В эти годы своего второго пребывания в Афинах Ари­стотель развил изумительную деятельность. Его лекции ох­ватывали почти всю сумму тогдашнего знания — логику, риторику, метафизику, естественные науки, этику, политику, эстетику, — и по всем этим отраслям знания он составил учебники; характерно, что только математикой, игравшей такую выдающуюся роль в Академии, и отцовской наукой, медициной, он не занимался специально. Разумеется, он су­мел совершить такой грандиозный труд только благодаря содействию своих учеников; правильная организация науч­ной работы, начало которой положили уже Демокрит и Пла­тон, была впервые систематически осуществлена Аристоте­лем. Были приняты меры также к тому, чтобы снабдить школу научными пособиями, и особенно собрана очень зна­чительная по тогдашним условиям библиотека.

Однако для детальной разработки этих учебных книг краткого срока, проведенного Аристотелем в Афинах, оказа­лось, разумеется, недостаточно; он оставил лишь черновые наброски, которые после его смерти были просмотрены и дополнены его учениками, а многие из сочинений, носящих имя Аристотеля, даже целиком написаны его учениками. Но на всю эту совместную работу дух учителя наложил неиз­гладимую печать; и даже после того, как Аристотель поки­нул круг своих учеников, они продолжали работать в его духе. Правда, ни один из них не сумел совместить в своем уме, подобно учителю, всю совокупность человеческого знания; это стало невозможным уже вследствие колоссаль­ного увеличения научных данных, которым главные отрасли знания были обязаны самому Аристотелю.
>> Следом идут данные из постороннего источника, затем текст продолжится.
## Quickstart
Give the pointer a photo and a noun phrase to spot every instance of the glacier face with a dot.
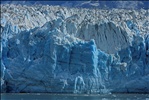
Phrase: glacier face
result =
(58, 49)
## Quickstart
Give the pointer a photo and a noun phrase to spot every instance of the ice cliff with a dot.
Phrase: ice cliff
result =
(73, 50)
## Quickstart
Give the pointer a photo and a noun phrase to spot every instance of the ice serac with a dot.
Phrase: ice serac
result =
(44, 60)
(73, 50)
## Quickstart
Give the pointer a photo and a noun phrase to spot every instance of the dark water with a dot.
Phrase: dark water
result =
(37, 96)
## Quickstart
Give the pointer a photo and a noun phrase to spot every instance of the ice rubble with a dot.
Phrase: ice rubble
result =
(59, 49)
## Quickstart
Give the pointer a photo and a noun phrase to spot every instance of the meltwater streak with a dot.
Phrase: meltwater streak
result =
(36, 96)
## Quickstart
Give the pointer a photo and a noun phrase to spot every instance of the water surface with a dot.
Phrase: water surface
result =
(45, 96)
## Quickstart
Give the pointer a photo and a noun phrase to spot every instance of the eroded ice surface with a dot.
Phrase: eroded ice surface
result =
(58, 49)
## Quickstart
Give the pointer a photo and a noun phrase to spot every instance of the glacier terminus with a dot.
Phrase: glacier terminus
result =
(54, 49)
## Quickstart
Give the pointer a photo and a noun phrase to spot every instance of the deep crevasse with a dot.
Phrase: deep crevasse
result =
(65, 55)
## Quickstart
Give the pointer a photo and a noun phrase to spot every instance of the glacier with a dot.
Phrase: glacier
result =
(56, 49)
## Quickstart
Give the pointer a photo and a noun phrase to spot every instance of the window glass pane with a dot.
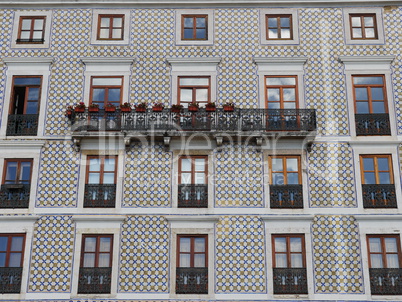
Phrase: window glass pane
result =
(184, 260)
(15, 260)
(185, 244)
(90, 244)
(199, 244)
(199, 260)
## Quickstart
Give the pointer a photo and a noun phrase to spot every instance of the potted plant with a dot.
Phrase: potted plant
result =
(229, 106)
(79, 107)
(176, 108)
(110, 107)
(125, 107)
(141, 107)
(94, 107)
(193, 107)
(210, 107)
(157, 107)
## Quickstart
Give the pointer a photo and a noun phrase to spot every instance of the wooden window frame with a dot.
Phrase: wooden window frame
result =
(97, 252)
(370, 101)
(363, 26)
(106, 87)
(281, 87)
(383, 250)
(194, 88)
(19, 161)
(288, 252)
(102, 166)
(8, 248)
(376, 171)
(111, 18)
(279, 28)
(192, 253)
(12, 107)
(192, 159)
(31, 30)
(194, 17)
(285, 172)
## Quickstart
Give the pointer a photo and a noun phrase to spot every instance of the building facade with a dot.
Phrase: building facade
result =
(269, 171)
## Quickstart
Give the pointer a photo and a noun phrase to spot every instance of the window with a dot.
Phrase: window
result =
(289, 264)
(16, 183)
(24, 107)
(377, 181)
(100, 188)
(192, 259)
(32, 29)
(96, 264)
(110, 27)
(279, 27)
(363, 26)
(193, 185)
(11, 260)
(385, 260)
(286, 190)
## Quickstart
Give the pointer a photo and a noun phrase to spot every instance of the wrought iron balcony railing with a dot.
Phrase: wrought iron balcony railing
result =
(290, 281)
(10, 280)
(191, 280)
(286, 196)
(290, 120)
(379, 196)
(100, 196)
(193, 196)
(372, 124)
(94, 280)
(14, 195)
(386, 281)
(22, 125)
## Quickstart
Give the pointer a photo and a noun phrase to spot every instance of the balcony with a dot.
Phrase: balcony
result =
(14, 196)
(10, 280)
(379, 196)
(372, 124)
(386, 281)
(100, 196)
(22, 125)
(191, 280)
(193, 196)
(286, 196)
(290, 281)
(94, 280)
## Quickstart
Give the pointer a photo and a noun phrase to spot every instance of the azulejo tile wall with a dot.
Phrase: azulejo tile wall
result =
(331, 175)
(238, 177)
(144, 259)
(336, 255)
(52, 255)
(240, 255)
(147, 181)
(58, 175)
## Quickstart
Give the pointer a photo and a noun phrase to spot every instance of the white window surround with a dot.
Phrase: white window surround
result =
(126, 29)
(96, 224)
(210, 29)
(378, 149)
(10, 149)
(275, 11)
(26, 67)
(363, 10)
(380, 65)
(279, 67)
(25, 225)
(192, 225)
(288, 224)
(16, 27)
(198, 66)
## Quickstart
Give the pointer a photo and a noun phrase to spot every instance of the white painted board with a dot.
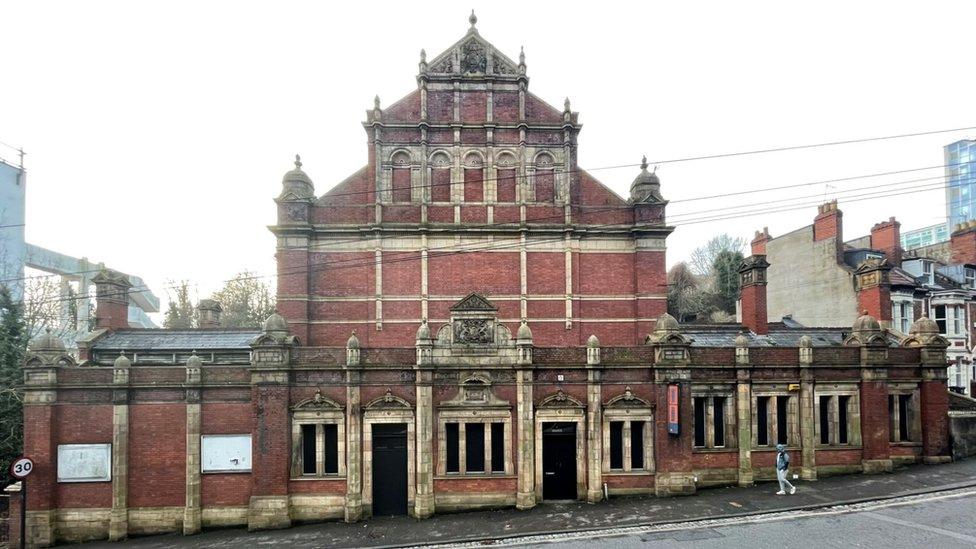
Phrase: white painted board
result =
(84, 462)
(225, 453)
Таким образом, единая наука неизбежно должна была распасться на ряд спе­циальных наук; эта дифференциация началась, правда, еще до Аристотеля, но только им была доведена до совершенст­ва.

В своей философской системе Аристотель вполне явля­ется учеником Академии. Вместе с Платоном он полагал, что только общее может быть предметом истинного знания; но он был слишком естествоиспытателем, чтобы удовлетво­ряться платоновским дуализмом, где наряду с чувственным миром, но совершенно особняком от него стоит сверхчувст­венный мир чистых понятий. Соединить мостом оба эти миpa Аристотель считал своей главной задачей. Эту работу он начал с исследования форм и законов научной аргумента­ции. Источником всякого знания является опыт, из которого мы извлекаем общие принципы; задача науки состоит в том, чтобы посредством правильных умозаключений выводить из этих принципов частное. Учение о выводах, „силлогистика", и составляет главное содержание аристотелевой логики. Как бы мы ни оценивали достоинства этой логики, во всяком случае из всех созданий Аристотеля она имела наиболее глубокое влияние на историю человеческого мышления.

К сочинениям по логике примыкает теория риторики, т.е., по учению Аристотеля, теория доказательства вероятно­го. Далее, Аристотель исследовал и теорию искусств, но вполне обработал из нее только часть поэтики, причем в ос­нову последней положил литературно-исторические иссле­дования, продолженные затем его учениками.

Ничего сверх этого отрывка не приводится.